“How can any health professional help anyone without this?!”

Being introduced to Clinical PNI (cPNI) is one of those rare paradigm-shifting experiences which I knew, even at the beginning, would change the way I think about clinical practice for good.  It was almost by chance that I went along to a two-day introductory seminar that was being discussed by colleagues at the Institute where I work.  We were being encouraged to go by our CEO, who knows a fair bit about PNI already and wanted to find out more about its new clinical application.  I had read a book on PNI by Robert Ader (one of its originators) some years ago so perhaps it was more curiosity that got me there in the end.  And, as a Nutritional Therapist, I have always felt there was more to the ‘Therapy’ aspect of what we could do for our patients than is commonly taught.

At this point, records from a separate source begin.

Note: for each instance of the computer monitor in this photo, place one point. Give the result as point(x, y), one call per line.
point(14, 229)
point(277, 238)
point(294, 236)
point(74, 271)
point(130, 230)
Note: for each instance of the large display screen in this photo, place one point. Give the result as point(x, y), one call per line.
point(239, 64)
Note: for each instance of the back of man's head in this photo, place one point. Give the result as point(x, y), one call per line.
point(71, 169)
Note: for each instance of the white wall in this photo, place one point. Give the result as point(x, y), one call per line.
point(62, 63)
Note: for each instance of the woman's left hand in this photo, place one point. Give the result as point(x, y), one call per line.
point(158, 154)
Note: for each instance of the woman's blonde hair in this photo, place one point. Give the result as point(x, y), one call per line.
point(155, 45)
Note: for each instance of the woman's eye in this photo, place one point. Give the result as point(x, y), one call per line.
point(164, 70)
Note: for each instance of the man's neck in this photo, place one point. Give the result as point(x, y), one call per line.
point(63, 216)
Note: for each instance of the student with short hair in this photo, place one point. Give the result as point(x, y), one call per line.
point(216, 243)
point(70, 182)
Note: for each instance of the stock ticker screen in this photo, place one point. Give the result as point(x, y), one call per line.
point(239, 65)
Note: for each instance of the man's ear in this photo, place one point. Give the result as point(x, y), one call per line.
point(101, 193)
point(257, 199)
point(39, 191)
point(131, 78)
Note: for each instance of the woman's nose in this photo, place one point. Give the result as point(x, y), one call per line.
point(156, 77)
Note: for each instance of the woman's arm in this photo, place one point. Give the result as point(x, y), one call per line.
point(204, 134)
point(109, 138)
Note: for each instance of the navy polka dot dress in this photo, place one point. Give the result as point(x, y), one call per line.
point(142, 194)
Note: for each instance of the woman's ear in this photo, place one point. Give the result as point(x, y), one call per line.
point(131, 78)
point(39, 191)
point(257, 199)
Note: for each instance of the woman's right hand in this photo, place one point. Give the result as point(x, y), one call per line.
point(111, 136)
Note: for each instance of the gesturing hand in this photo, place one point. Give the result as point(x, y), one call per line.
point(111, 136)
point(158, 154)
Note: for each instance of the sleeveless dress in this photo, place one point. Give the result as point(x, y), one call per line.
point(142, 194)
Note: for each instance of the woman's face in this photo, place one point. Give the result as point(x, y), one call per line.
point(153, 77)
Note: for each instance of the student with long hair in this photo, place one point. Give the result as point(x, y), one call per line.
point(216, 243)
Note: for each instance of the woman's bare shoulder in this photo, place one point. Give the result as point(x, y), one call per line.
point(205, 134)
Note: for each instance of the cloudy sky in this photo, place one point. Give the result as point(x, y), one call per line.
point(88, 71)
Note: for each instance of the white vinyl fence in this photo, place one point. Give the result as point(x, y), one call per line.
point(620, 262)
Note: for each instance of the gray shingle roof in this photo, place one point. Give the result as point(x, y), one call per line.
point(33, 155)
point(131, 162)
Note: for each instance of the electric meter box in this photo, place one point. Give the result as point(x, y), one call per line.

From the introductory seminar I realised that “y’know, there really may be something in this”!  But it didn’t take long for me to understand its real potential.  If I could tell you everything right here that I learnt during the first four days of the course I think you would be very interested indeed!  It was early on in my study of cPNI that I exclaimed to our first lecturer “how can any health professional hope to help anyone without this?!”.  It was a moment of both revelation and frustration.  Frustration that I had not been able to use these tools we were learning until now.  But as the opening days of the course unfolded my current knowledge was at once challenged and expanded.

What is Clinical PNI?

Putting it simply, Clinical PNI is the clinical adoption of the sciences concerned with the web-like interactions of the mind (psyche), nervous, immune, and endocrine systems.  But really that description would do it an injustice because it is so much more than that.  It is the doorway to a path into a world which has always been here, yet has now been signposted.  It is knowing how to truly combine hard facts with soft skills.  Clinical PNI honours Theodosius Dobzhansky’s comment that “nothing in biology makes sense without evolution” and later Frits Muskiet’s quote that “nothing in medicine makes sense without biology”, so that the health sciences are fundamentally unable to exist without the theory of evolution.  cPNI is well grounded in evolutionary biology.  But how do you use these in clinical practice?  Clinical PNI uses knowledge about physiological and biochemical mechanisms of action, epidemiology, in vivo evidence and human studies into workable clinical models.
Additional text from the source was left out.